Antitrypanosomal Potential of Chalcone‐Based Ursolic Acid Derivatives via Ligand‐Based Virtual Screening, DMPK Analyses, Molecular Dynamics Simulation, and MM/GBSA Binding Energy

Chagas disease, caused by the protozoan parasite Trypanosoma cruzi and transmitted mainly by triatomine insects, represents a significant challenge to public health, especially in impoverished regions. Current treatments, such as benznidazole and nifurtimox, have limitations, including serious side effects and reduced efficacy in the chronic phase. This work aims to evaluate the antitrypanosomal activity of ursolic acid‐derived chalcones (UACD) using a ligand‐based virtual screening approach. To this end, a series of independent molecular docking simulations were carried out (via AutoDock Vina code) with the parasite proliferation cycle enzymes TcGAPDH and cruzain. The most favorable candidates underwent drug metabolism and pharmacokinetics (DMPK) analyses and molecular dynamics (MD) simulations to estimate the pharmacokinetic and pharmacodynamic profile. Molecular docking simulations showed that the UACD derivatives showed better specificity for the TcGAPDH enzyme, emphasizing the ursolic acid and UACD3 derivatives (affinity energy = −9.4 kcal/mol for each).

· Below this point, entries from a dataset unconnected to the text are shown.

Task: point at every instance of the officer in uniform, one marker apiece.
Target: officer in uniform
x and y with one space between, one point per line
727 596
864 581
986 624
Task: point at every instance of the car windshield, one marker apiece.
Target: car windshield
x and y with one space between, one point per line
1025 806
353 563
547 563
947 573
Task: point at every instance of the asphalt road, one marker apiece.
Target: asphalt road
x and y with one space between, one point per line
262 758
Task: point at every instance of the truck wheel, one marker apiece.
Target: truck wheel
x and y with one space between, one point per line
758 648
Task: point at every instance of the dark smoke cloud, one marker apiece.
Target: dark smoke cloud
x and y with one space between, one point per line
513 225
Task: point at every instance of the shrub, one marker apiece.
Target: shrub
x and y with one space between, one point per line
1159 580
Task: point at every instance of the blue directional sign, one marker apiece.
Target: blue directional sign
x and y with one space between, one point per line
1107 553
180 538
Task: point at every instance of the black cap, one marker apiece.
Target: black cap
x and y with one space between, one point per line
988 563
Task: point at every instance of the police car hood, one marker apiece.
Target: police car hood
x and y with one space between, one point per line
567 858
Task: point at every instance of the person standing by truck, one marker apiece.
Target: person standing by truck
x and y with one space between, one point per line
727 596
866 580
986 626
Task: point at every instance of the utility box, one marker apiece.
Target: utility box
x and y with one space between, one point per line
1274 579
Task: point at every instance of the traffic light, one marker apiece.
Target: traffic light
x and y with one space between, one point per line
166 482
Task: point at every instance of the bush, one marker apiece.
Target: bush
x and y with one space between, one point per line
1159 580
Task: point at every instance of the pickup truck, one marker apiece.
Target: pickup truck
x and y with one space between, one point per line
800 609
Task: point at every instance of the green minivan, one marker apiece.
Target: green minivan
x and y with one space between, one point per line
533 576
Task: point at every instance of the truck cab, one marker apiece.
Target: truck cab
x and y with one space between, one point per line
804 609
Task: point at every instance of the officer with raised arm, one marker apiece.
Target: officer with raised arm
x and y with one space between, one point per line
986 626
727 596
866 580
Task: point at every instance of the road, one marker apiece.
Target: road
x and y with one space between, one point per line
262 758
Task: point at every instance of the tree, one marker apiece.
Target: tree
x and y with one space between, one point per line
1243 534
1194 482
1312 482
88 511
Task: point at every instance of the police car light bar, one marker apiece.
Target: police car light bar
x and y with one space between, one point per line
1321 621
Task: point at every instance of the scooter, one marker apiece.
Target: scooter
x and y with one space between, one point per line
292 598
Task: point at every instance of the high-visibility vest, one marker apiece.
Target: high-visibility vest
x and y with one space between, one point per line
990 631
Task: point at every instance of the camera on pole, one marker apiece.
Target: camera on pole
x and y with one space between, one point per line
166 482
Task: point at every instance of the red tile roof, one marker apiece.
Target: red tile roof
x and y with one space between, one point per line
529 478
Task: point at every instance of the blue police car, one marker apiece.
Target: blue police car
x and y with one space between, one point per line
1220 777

The DMPK prediction showed that the derivatives present viable apparent permeability (Papp) that promotes an excellent absorbed fraction (in 10⁻⁶ cm/s). MD simulations showed that the UACD3 derivative showed better free energy when binding to the TcGAPDH enzyme (−13.27 ± 1.87 kcal/mol) and interacting with the active site residues Cys166 and Thr167. However, both ligands appear to be alternative therapies in treating Chagas disease. The new chalcone‐based ursolic acid derivatives were subjected to molecular docking simulations against the Trypanosoma cruzi evolutionary cycle enzymes TcGAPDH and cruzain. Subsequently, drug metabolism and pharmacokinetics (DMPK) analyses and molecular dynamics were performed to evaluate the antitrypanosomal pharmacokinetic and pharmacodynamic potential.